Near-optimal irrevocable sample selection for periodic data streams with applications to marine robotics
This addresses the challenge of real-time monitoring with limited resources in domains like robotics and environmental sensing, where existing methods fail due to spatiotemporal structure, offering a solution with theoretical guarantees.
The paper tackles the problem of irrevocable sample selection from periodic data streams, such as in marine robotics, by introducing a novel algorithm that recovers near-optimal sample sets according to monotone submodular utility functions. It demonstrates effectiveness on a seven-year environmental dataset, selecting phytoplankton sample locations that are nearly optimal for predicting concentrations in unsampled areas.

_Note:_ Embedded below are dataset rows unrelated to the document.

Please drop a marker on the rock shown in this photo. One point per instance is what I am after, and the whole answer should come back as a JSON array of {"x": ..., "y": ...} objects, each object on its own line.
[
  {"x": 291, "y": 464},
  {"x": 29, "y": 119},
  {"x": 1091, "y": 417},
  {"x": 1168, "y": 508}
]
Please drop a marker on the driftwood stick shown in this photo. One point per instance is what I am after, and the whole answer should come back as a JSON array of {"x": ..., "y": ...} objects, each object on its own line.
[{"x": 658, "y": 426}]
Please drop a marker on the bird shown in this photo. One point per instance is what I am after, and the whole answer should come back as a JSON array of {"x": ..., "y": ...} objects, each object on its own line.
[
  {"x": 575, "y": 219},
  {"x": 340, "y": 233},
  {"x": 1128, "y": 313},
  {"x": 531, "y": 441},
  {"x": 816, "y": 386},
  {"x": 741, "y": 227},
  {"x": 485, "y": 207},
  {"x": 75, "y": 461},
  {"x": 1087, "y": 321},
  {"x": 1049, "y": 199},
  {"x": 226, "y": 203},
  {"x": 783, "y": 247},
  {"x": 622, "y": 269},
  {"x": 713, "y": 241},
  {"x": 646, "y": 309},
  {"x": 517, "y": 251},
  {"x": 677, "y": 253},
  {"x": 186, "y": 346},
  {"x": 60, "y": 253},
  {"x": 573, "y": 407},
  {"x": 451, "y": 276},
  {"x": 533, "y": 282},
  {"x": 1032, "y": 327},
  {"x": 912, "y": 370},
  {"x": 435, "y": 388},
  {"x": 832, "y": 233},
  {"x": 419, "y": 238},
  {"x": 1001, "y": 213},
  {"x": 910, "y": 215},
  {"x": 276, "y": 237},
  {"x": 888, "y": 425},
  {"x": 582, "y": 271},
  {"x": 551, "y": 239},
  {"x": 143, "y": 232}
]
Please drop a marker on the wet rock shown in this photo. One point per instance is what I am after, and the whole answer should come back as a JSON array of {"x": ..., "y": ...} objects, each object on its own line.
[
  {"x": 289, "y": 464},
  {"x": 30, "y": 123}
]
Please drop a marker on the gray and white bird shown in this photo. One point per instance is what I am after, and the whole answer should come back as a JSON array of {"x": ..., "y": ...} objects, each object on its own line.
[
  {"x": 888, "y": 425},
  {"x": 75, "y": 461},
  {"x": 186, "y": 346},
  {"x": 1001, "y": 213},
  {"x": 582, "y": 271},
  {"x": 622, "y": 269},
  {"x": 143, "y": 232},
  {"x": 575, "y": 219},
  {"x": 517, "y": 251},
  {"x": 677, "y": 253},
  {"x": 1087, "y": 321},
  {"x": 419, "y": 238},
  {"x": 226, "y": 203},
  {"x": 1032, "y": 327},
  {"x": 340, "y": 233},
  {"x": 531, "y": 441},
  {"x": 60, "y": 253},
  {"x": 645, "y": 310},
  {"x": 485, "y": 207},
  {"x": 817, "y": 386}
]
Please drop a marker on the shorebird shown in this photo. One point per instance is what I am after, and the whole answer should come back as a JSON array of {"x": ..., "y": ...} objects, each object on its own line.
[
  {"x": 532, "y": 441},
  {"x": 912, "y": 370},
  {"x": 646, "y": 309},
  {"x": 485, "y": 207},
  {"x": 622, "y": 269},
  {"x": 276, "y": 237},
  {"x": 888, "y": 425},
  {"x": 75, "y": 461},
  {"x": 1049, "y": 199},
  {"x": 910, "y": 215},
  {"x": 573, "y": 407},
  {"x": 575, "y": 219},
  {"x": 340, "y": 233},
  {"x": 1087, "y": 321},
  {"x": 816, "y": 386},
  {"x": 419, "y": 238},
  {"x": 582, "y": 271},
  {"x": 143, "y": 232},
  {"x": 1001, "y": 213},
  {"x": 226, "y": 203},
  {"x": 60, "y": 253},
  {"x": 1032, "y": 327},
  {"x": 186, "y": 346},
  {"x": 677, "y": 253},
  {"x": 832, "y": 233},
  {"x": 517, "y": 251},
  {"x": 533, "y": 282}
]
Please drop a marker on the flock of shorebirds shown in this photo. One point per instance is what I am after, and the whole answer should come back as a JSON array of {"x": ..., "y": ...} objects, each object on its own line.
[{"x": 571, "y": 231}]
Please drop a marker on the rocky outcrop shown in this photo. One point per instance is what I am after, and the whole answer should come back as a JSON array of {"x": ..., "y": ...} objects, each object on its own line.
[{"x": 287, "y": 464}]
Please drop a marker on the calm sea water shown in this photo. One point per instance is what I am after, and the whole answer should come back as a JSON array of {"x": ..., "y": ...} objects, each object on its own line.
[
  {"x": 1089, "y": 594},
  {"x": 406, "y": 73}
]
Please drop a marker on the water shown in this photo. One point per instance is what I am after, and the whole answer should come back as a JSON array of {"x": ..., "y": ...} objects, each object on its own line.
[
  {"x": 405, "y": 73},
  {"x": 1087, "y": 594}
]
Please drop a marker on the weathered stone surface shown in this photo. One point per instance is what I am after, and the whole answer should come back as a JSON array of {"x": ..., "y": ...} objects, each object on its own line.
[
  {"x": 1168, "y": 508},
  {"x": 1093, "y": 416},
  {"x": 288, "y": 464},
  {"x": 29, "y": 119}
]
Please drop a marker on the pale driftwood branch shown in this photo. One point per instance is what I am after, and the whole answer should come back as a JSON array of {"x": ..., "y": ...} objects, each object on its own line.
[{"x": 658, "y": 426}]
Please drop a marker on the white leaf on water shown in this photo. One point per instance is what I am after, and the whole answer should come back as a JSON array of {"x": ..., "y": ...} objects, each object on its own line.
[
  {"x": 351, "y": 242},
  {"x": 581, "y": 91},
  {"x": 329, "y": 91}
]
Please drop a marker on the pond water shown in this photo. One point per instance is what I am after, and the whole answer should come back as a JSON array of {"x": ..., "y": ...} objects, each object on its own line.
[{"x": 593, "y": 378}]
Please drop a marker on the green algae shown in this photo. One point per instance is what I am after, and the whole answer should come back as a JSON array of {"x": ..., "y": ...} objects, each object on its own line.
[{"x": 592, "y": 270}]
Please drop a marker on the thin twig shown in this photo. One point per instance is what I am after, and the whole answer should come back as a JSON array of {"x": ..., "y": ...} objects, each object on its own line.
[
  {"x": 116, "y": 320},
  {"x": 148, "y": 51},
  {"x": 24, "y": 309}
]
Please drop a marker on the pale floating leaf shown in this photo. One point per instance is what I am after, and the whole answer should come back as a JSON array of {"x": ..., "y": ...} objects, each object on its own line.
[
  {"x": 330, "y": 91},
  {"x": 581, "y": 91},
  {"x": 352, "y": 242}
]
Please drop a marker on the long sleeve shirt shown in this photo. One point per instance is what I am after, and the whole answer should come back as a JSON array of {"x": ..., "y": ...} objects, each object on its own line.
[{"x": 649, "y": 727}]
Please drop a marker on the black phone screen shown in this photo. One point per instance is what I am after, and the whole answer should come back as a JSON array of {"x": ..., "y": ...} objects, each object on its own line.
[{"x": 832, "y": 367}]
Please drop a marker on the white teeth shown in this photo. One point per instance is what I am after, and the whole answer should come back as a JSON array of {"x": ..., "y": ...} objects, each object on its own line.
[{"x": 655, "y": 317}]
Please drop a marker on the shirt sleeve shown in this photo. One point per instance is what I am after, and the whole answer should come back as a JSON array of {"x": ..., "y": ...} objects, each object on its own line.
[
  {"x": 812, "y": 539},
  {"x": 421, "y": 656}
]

We consider the task of monitoring spatiotemporal phenomena in real-time by deploying limited sampling resources at locations of interest irrevocably and without knowledge of future observations. This task can be modeled as an instance of the classical secretary problem. Although this problem has been studied extensively in theoretical domains, existing algorithms require that data arrive in random order to provide performance guarantees. These algorithms will perform arbitrarily poorly on data streams such as those encountered in robotics and environmental monitoring domains, which tend to have spatiotemporal structure. We focus on the problem of selecting representative samples from phenomena with periodic structure and introduce a novel sample selection algorithm that recovers a near-optimal sample set according to any monotone submodular utility function. We evaluate our algorithm on a seven-year environmental dataset collected at the Martha's Vineyard Coastal Observatory and show that it selects phytoplankton sample locations that are nearly optimal in an information-theoretic sense for predicting phytoplankton concentrations in locations that were not directly sampled. The proposed periodic secretary algorithm can be used with theoretical performance guarantees in many real-time sensing and robotics applications for streaming, irrevocable sample selection from periodic data streams.